Muster: Ergänzung zum Gesellschaftsvertrag
§ X Digitalisierung und Zukunftsfähigkeit (1) Die Gesellschafterversammlung bestellt aus ihrer Mitte einen „Digitalisierungspartner“. (2) Der Digitalisierungspartner ist ermächtigt, eigenverantwortlich Investitionen und Maßnahmen, die der Digitalisierung, Automatisierung und Zukunftsfähigkeit der Kanzlei dienen, bis zu einem Betrag von 25.000 EUR pro Geschäftsjahr zu tätigen. (3) Investitionen, die diesen Betrag überschreiten, bedürfen der Zustimmung der Gesellschafterversammlung. (4) Der Digitalisierungspartner berichtet den Gesellschaftern mindestens quartalsweise über die getroffenen Maßnahmen und deren Wirkung.
Fazit: Wer jetzt handelt, hat die Nase vorn
Die Geschwindigkeit der technologischen Entwicklung macht deutlich: Steuerkanzleien, die weiter im Konsens-Modus verharren, riskieren den Anschluss.

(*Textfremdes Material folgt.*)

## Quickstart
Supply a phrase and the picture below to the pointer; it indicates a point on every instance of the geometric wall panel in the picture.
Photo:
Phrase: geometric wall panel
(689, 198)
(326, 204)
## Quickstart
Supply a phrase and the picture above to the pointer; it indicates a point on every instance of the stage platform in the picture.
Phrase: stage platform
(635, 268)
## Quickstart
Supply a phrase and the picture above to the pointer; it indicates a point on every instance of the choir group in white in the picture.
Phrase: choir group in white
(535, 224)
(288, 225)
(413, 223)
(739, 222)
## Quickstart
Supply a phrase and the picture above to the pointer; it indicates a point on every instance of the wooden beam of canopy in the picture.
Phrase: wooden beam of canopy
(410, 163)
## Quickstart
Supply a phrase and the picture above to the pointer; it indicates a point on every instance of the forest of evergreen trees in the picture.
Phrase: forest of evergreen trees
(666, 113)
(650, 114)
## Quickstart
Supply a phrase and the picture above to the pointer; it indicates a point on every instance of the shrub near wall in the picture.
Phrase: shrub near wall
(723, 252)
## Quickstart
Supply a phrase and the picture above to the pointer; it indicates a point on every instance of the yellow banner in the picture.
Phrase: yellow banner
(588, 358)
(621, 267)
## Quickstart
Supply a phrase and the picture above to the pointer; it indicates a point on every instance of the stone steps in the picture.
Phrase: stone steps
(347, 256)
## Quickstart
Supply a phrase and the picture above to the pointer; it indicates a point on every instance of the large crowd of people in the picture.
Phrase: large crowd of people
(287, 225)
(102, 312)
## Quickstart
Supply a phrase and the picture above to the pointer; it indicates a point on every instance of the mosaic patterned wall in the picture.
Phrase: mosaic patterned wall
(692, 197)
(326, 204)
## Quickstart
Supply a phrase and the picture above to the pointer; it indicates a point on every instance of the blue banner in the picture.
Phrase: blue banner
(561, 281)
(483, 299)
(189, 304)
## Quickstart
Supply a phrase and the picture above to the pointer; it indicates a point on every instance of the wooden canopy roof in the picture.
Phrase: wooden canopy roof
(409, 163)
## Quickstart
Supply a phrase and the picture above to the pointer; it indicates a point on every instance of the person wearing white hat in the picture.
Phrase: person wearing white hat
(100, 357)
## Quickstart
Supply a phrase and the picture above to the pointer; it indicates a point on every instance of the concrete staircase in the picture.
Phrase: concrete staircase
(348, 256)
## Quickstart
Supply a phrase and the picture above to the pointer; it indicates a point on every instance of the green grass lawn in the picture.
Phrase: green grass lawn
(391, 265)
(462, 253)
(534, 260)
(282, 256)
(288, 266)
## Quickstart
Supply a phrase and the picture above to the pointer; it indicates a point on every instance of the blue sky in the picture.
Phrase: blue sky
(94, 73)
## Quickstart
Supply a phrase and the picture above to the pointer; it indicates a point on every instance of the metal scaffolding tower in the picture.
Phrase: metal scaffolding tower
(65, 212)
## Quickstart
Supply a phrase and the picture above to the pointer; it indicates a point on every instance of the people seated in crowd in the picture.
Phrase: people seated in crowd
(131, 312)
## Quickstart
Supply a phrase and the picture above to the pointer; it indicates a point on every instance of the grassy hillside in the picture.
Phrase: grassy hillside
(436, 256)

Es sind nicht die hohen Kosten, die Digitalisierung verhindern – sondern die Langsamkeit der Entscheidungsprozesse.
Die Lösung liegt darin, den Mut zur Delegation aufzubringen: ein Digitalisierungspartner oder Kanzleimanager bündelt Verantwortung, Gesellschaftsverträge schaffen Rechtssicherheit, klare Budgets ermöglichen schnelle Quick Wins.
So wird aus einer blockierenden Partnerstruktur eine zukunftsfähige Kanzlei, die Effizienzgewinne realisiert, Kosten spart – und im Wettbewerb vorne bleibt.